Tuesday, December 6, 2016

STUDY GUIDE: Inventing the U.S.

STUDY GUIDE: Inventing the United States – a Condensed Timeline

1607 – Jamestown, the first permanent English settlement in America, is established in southeast Virginia.
1619 – The House of Burgesses, the first representative group of any kind in America, meets for the first time.
The first African slaves are brought to Jamestown.
1620 – The ship Mayflower arrives at Plymouth Colony in Massachusetts. Before they get off the ship, 41 male passengers sign The Mayflower Compact, a simple agreement that forms the basis of the Colony’s government.
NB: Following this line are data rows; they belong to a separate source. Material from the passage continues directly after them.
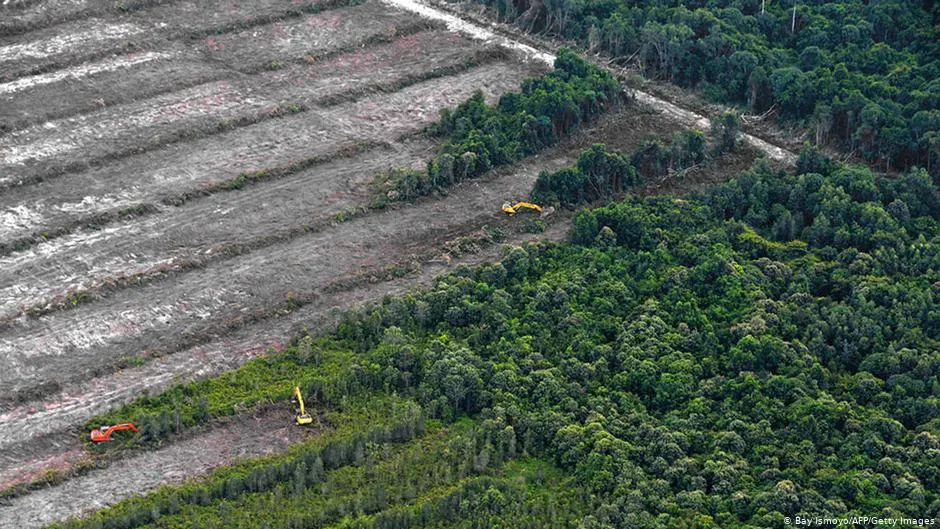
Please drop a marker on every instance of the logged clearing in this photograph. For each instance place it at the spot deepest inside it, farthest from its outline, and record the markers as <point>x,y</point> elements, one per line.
<point>134,256</point>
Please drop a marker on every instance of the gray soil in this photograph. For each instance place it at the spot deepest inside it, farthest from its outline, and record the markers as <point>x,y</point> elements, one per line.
<point>169,106</point>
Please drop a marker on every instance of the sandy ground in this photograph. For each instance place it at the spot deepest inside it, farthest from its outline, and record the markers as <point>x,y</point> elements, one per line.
<point>198,283</point>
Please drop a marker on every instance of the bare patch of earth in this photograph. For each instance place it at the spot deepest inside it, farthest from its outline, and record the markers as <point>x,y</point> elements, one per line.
<point>266,433</point>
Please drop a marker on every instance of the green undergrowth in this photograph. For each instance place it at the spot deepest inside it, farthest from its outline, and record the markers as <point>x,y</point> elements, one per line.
<point>478,137</point>
<point>522,493</point>
<point>323,369</point>
<point>359,426</point>
<point>401,469</point>
<point>764,349</point>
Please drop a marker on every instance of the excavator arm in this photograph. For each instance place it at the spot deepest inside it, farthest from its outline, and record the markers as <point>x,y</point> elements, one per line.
<point>302,416</point>
<point>102,434</point>
<point>518,206</point>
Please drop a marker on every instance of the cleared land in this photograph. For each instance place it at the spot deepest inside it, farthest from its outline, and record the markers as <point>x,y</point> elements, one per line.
<point>133,255</point>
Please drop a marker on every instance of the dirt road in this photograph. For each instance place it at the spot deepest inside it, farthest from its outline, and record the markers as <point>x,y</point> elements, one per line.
<point>129,263</point>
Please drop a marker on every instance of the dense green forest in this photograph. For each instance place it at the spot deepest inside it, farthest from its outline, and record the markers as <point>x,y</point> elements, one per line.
<point>863,76</point>
<point>768,348</point>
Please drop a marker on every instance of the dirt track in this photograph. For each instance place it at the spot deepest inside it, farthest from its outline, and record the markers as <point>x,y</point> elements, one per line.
<point>217,268</point>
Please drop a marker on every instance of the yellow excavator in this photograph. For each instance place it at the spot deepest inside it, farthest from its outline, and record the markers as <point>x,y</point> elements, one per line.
<point>519,206</point>
<point>302,416</point>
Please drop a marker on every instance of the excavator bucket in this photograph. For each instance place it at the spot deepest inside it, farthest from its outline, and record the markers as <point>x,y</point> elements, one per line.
<point>102,434</point>
<point>519,206</point>
<point>302,416</point>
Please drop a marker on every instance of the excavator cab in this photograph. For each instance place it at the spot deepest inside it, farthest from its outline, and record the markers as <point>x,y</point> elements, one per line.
<point>302,416</point>
<point>99,435</point>
<point>512,209</point>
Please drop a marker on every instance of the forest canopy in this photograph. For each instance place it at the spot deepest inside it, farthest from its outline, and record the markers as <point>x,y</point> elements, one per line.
<point>768,348</point>
<point>862,76</point>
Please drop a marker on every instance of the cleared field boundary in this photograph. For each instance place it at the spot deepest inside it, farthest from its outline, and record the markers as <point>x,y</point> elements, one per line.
<point>494,33</point>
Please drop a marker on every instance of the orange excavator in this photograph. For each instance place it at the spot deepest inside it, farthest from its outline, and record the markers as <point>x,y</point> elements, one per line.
<point>104,433</point>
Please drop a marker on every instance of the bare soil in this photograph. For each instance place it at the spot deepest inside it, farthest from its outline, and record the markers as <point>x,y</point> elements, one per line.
<point>250,436</point>
<point>206,278</point>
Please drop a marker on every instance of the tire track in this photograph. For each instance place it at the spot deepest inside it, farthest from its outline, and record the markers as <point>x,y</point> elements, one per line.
<point>81,198</point>
<point>50,148</point>
<point>34,349</point>
<point>266,433</point>
<point>82,40</point>
<point>122,484</point>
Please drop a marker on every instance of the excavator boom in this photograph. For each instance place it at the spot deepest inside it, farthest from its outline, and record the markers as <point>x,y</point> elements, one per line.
<point>102,434</point>
<point>302,416</point>
<point>518,206</point>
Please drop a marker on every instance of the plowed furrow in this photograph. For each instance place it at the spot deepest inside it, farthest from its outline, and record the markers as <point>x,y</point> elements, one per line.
<point>44,150</point>
<point>273,143</point>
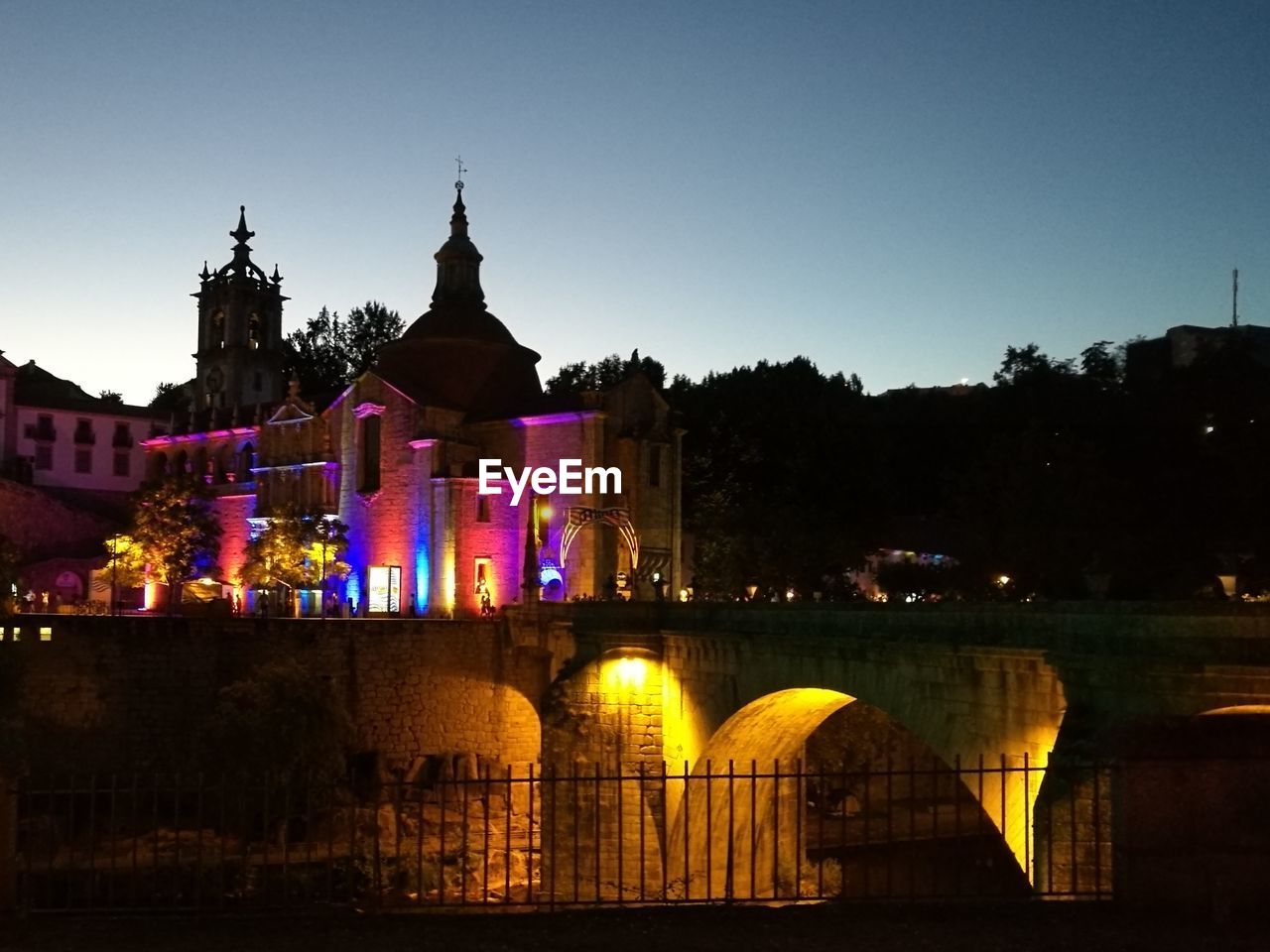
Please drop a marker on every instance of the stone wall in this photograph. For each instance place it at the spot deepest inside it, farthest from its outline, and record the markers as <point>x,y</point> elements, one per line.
<point>41,526</point>
<point>125,693</point>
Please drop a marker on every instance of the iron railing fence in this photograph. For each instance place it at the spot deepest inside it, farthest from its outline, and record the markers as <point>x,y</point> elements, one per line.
<point>561,837</point>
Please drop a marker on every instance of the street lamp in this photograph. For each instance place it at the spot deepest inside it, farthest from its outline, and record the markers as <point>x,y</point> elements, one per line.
<point>114,575</point>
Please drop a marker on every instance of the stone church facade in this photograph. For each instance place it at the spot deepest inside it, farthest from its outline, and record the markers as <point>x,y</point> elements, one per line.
<point>397,454</point>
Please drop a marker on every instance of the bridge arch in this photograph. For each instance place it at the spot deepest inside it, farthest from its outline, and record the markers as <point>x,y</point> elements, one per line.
<point>743,823</point>
<point>701,701</point>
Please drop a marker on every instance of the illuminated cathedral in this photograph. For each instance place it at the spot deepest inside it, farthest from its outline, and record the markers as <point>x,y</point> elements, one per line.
<point>397,454</point>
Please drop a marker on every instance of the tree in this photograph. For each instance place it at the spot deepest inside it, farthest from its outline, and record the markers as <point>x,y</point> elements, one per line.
<point>367,329</point>
<point>168,399</point>
<point>296,549</point>
<point>175,532</point>
<point>331,352</point>
<point>580,377</point>
<point>1024,365</point>
<point>1101,365</point>
<point>318,358</point>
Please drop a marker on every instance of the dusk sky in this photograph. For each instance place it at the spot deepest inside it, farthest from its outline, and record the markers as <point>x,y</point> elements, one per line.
<point>896,189</point>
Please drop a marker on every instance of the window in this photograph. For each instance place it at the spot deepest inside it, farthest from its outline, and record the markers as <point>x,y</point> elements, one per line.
<point>368,454</point>
<point>45,429</point>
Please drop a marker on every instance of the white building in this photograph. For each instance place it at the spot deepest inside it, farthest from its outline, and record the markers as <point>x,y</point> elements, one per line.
<point>55,434</point>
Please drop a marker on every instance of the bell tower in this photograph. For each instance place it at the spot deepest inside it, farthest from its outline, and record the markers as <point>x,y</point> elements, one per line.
<point>239,357</point>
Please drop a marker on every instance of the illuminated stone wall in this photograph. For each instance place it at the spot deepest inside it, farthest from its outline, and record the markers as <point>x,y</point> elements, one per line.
<point>111,694</point>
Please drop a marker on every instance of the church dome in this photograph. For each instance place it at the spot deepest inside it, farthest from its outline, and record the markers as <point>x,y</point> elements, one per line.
<point>457,354</point>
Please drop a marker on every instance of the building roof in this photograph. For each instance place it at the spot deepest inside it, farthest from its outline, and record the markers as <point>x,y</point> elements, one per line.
<point>37,388</point>
<point>457,354</point>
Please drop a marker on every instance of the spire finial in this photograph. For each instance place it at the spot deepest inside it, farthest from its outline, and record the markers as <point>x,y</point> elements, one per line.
<point>241,232</point>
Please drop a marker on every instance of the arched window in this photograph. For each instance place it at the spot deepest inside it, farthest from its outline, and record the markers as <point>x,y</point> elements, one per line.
<point>368,453</point>
<point>158,466</point>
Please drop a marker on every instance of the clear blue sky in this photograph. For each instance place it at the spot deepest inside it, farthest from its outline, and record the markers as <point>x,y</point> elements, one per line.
<point>899,189</point>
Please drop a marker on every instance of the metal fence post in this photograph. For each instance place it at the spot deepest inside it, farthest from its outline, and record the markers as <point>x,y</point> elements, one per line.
<point>8,846</point>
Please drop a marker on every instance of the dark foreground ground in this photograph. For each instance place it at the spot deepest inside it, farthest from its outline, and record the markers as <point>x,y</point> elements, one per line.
<point>973,928</point>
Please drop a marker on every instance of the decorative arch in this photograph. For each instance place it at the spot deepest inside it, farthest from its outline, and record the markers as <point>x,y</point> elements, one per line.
<point>576,517</point>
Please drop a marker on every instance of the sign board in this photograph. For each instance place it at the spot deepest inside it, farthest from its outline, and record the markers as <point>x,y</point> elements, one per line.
<point>385,589</point>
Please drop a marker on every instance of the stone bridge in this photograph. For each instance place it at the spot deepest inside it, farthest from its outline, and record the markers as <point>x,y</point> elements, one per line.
<point>608,687</point>
<point>716,684</point>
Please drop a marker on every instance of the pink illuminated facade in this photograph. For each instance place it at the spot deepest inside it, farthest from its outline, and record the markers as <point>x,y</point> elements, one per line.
<point>395,456</point>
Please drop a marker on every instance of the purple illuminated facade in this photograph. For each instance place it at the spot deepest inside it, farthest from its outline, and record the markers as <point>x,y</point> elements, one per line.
<point>395,456</point>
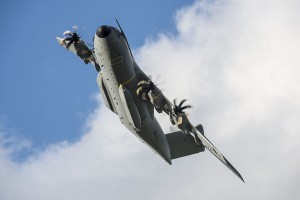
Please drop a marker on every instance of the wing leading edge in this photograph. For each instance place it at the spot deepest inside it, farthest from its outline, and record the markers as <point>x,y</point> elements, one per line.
<point>208,145</point>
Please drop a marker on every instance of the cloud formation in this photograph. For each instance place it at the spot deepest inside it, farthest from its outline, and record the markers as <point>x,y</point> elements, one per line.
<point>237,63</point>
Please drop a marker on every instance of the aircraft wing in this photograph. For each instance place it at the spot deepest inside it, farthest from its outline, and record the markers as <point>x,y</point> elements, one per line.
<point>208,145</point>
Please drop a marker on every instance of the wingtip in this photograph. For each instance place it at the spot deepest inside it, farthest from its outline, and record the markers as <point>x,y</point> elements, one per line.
<point>229,165</point>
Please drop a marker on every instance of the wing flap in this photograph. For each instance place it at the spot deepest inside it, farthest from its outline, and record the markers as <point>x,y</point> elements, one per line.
<point>208,145</point>
<point>182,144</point>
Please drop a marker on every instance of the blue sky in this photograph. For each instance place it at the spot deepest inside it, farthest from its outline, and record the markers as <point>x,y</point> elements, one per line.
<point>46,92</point>
<point>237,63</point>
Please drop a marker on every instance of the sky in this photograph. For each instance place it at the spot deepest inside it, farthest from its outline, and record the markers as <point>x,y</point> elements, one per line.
<point>236,62</point>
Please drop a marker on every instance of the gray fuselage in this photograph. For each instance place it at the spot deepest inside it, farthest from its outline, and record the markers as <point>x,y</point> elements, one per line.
<point>118,80</point>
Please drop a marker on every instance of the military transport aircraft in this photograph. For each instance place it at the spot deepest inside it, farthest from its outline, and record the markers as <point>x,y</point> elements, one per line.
<point>129,93</point>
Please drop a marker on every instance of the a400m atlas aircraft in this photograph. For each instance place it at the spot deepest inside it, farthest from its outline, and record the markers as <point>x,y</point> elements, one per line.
<point>132,96</point>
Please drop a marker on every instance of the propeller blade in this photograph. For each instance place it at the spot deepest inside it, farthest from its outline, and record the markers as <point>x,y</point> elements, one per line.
<point>182,102</point>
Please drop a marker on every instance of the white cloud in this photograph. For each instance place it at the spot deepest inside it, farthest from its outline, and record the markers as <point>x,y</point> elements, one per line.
<point>237,62</point>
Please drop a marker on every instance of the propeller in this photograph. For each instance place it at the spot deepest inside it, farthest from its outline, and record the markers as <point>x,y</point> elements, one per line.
<point>145,87</point>
<point>73,37</point>
<point>178,109</point>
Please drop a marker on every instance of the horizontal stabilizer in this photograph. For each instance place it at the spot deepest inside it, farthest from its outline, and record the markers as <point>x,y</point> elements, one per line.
<point>182,144</point>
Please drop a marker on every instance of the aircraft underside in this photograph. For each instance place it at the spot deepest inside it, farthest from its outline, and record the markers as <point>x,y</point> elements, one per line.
<point>131,95</point>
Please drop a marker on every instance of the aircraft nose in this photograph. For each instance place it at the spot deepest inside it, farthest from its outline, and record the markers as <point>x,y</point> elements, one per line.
<point>103,31</point>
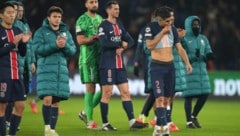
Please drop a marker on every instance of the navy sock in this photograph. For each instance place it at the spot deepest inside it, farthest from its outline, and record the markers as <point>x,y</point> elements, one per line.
<point>199,104</point>
<point>168,114</point>
<point>8,111</point>
<point>161,116</point>
<point>2,126</point>
<point>46,112</point>
<point>128,107</point>
<point>14,123</point>
<point>148,105</point>
<point>54,117</point>
<point>188,108</point>
<point>104,111</point>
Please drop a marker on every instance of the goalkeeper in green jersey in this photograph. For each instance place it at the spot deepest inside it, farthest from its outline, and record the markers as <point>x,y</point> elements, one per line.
<point>87,38</point>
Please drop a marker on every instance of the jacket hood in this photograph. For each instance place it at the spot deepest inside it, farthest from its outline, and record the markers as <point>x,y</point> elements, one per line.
<point>63,26</point>
<point>188,24</point>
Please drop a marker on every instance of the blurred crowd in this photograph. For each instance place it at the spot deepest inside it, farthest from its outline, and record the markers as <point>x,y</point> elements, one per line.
<point>219,23</point>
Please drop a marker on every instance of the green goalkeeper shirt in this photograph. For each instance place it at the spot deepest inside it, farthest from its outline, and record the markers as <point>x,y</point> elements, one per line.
<point>88,26</point>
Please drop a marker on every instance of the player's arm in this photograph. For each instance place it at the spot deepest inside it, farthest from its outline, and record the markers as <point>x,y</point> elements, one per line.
<point>139,49</point>
<point>127,38</point>
<point>4,50</point>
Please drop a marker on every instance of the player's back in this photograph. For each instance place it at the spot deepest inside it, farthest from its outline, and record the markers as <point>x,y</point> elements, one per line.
<point>88,26</point>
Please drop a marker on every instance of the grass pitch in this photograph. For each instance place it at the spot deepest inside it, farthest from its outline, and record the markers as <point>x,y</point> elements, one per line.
<point>218,118</point>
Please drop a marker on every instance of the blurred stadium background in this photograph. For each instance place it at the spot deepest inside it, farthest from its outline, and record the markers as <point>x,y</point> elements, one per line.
<point>220,19</point>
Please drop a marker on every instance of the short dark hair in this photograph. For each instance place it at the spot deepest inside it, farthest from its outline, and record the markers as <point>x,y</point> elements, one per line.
<point>4,5</point>
<point>169,9</point>
<point>110,3</point>
<point>54,9</point>
<point>163,12</point>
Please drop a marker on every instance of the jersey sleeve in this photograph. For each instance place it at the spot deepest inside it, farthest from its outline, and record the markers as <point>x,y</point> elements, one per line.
<point>81,26</point>
<point>175,36</point>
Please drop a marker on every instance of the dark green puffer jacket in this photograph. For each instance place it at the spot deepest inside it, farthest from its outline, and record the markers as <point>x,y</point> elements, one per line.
<point>52,71</point>
<point>198,81</point>
<point>180,72</point>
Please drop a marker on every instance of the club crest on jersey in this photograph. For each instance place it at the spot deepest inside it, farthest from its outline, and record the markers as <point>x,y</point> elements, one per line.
<point>100,31</point>
<point>3,89</point>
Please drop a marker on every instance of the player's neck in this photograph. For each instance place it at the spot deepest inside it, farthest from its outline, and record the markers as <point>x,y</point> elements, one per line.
<point>112,20</point>
<point>91,14</point>
<point>6,25</point>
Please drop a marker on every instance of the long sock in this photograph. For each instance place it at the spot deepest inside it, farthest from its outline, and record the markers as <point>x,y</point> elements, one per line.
<point>2,126</point>
<point>96,98</point>
<point>8,111</point>
<point>54,117</point>
<point>188,108</point>
<point>36,99</point>
<point>104,112</point>
<point>46,112</point>
<point>199,104</point>
<point>148,105</point>
<point>161,116</point>
<point>168,114</point>
<point>14,123</point>
<point>128,107</point>
<point>88,104</point>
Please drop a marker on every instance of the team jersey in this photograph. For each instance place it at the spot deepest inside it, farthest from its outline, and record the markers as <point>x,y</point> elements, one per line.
<point>9,67</point>
<point>88,26</point>
<point>142,49</point>
<point>168,40</point>
<point>111,37</point>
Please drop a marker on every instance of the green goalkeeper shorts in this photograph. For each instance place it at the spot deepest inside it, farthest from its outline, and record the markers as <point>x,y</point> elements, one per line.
<point>89,73</point>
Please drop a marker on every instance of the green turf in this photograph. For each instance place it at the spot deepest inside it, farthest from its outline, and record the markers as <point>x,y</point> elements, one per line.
<point>218,118</point>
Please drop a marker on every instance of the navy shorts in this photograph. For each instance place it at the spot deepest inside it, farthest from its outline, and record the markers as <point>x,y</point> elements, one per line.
<point>163,79</point>
<point>12,90</point>
<point>113,76</point>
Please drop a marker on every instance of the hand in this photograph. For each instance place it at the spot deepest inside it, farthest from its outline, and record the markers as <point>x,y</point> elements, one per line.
<point>119,51</point>
<point>136,71</point>
<point>197,53</point>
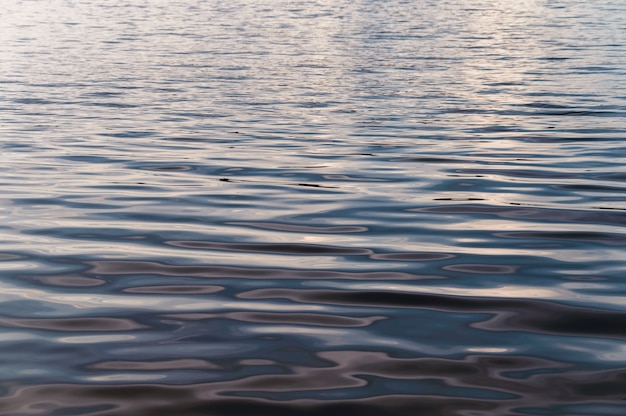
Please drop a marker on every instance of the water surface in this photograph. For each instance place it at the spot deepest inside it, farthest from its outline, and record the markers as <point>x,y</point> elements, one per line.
<point>374,207</point>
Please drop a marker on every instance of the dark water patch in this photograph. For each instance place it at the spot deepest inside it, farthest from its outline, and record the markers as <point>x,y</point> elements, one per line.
<point>121,267</point>
<point>299,228</point>
<point>82,325</point>
<point>300,249</point>
<point>509,314</point>
<point>597,238</point>
<point>526,212</point>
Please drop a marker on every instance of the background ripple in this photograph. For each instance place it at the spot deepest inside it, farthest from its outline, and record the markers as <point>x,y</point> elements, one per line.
<point>312,207</point>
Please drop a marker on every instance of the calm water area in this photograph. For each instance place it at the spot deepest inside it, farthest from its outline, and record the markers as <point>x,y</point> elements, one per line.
<point>313,207</point>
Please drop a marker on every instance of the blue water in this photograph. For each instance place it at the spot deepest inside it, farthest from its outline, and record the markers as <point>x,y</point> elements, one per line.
<point>313,207</point>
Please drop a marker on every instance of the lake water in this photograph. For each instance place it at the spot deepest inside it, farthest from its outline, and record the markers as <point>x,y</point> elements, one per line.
<point>313,207</point>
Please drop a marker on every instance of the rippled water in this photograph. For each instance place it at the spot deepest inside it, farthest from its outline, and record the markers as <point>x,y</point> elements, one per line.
<point>313,207</point>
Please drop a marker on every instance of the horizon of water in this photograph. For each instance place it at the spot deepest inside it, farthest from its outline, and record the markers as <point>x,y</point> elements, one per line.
<point>376,207</point>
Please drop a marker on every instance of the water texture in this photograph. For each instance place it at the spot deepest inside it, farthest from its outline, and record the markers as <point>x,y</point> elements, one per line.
<point>313,207</point>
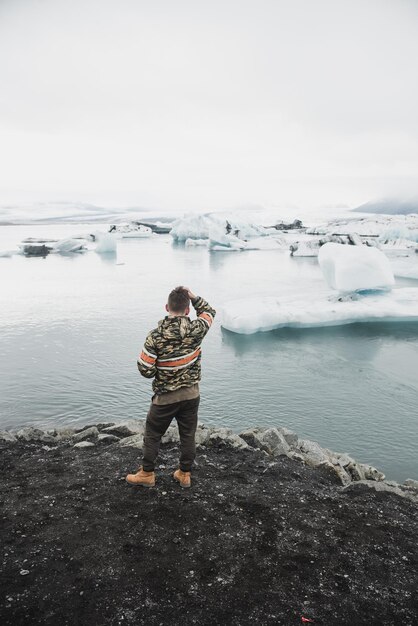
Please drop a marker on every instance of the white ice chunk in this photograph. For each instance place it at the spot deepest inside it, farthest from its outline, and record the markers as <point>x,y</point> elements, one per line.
<point>67,246</point>
<point>263,314</point>
<point>384,227</point>
<point>352,268</point>
<point>196,242</point>
<point>200,227</point>
<point>406,267</point>
<point>131,230</point>
<point>106,243</point>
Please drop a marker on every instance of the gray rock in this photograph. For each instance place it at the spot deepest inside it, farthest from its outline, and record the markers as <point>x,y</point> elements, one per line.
<point>371,473</point>
<point>312,452</point>
<point>171,435</point>
<point>30,434</point>
<point>343,476</point>
<point>271,440</point>
<point>86,434</point>
<point>251,436</point>
<point>107,438</point>
<point>103,425</point>
<point>225,437</point>
<point>410,482</point>
<point>65,433</point>
<point>202,435</point>
<point>48,438</point>
<point>84,444</point>
<point>290,437</point>
<point>296,456</point>
<point>354,470</point>
<point>382,486</point>
<point>134,441</point>
<point>125,429</point>
<point>6,436</point>
<point>343,459</point>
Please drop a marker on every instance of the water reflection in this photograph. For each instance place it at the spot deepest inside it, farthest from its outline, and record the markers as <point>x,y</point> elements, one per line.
<point>352,342</point>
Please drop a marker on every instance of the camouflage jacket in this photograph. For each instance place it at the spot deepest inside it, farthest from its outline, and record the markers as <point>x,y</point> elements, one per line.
<point>172,351</point>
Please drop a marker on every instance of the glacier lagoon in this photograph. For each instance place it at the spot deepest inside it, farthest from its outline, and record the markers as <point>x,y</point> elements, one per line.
<point>71,328</point>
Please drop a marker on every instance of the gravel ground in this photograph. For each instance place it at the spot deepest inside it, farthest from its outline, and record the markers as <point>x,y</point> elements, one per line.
<point>252,542</point>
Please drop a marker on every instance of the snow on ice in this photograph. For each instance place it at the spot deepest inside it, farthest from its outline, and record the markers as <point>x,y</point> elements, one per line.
<point>352,268</point>
<point>201,227</point>
<point>106,243</point>
<point>264,314</point>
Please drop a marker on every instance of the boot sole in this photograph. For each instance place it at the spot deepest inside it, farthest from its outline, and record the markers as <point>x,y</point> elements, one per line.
<point>182,486</point>
<point>139,484</point>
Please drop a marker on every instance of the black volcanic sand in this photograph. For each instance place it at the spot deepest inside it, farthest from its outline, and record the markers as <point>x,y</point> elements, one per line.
<point>249,543</point>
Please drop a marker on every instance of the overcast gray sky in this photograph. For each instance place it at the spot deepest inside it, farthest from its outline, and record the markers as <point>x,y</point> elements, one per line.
<point>196,104</point>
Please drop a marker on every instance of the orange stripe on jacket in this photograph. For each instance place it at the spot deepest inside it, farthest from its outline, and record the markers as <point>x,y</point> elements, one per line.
<point>180,362</point>
<point>207,317</point>
<point>146,358</point>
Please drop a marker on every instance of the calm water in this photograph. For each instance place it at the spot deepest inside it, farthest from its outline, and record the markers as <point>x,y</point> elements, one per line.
<point>71,328</point>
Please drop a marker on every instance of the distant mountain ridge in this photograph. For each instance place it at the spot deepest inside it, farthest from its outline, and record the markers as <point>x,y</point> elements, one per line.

Life for the colonists was under British rule from the early 1600s until the Revolutionary War was over.
                                                                         
1770 – Boston Massacre: British troops fire into a mob, killing five and leading to public protestors. The colon1ists were reaching a breaking point with British rule.

1773 – Boston Tea Party – Groups of colonists disguised as Mohawk Indians board three ships in Boston Harbor and dump more than 300 crates of tea overboard, as a protest against the British tea tax. The incident becomes a symbol of protest against unfairness in general.

1774 – The First Continental Congress meets in Philadelphia.

1775 – 1783 - War of independence fought between Great Britain and the 13 British colonies on the eastern seaboard of North America.

1776 – The Second Continental Congress passes the Declaration of Independence. July 4, 1776

1781 – Articles of Confederation are ratified and formally establish the first American government.

1783 – Great Britain formally acknowledges American Independence in the Treaty of Paris, which officially closes the war.

>> Government under the Articles of Confederation was not working well because there was no central power (federal government.) Differences between the states in laws, taxes, policies etc. were creating chaos, with no central power to coordinate them. <<

1787 – First meeting of the Constitutional Convention, for the purpose of revising the Articles of Confederation, adding a central, federal government.

1787 – Congress sends its draft of the U.S. Constitution to the states for ratification.

1781 – Constitution ratified by all the states except Vermont.